A related way to close the water cycle is to have waste water from residences go not to a wetland but instead to agriculture where it nourishes useful crops, and the plants return the water to the atmosphere. This isn't quite as easy as it sounds because it is also desirable to grow crop plants under tightly controlled conditions, but it would definitely be a feasible solution.
The high tech solution to waste disposal is to use an electric plasma arc to directly dissociate the molecules (plasma pyrolysis) then release the resulting gases to the atmosphere. Human waste is moderately energy rich so this process can generate rather than consume energy and might actually be the less energy intensive solution to disposal of solid waste. It's a sterile solution which would go well with intensive forms of agriculture which aren't compatible with organic farming styles.
Water Use Reduction
The most water-efficient way to grow plants is aeroponics (growing plants with their roots dangling in a mist of water and nutrients), any kind of plant can be grown using aeroponics and it works in microgravity too. Compared with conventional agriculture water use is dramatically reduced.
For animal protein, smaller animals are more efficient than large ones, at the extreme many insects are capable of growing using humidity in the air alone.

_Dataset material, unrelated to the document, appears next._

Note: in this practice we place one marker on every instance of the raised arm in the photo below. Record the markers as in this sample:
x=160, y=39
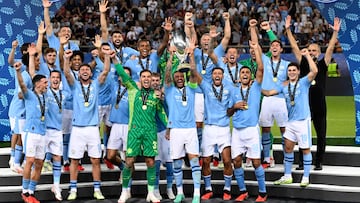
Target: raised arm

For personal hygiene, I've seen some interesting ideas in science fiction, including using ultrasound to clean skin by knocking off particles of dirt and dead skin. Ultrasound is already used in beauty care so it is a real thing. I suspect many people will prefer water even if only as a form of recreation/comfort, but as noted earlier the water usage for someone on a rainwater scheme is very reasonable and wouldn't be difficult to provide. There are toilets which don't rely on water, but a simple way to economize on water is to re-use shower water for toilet flushing.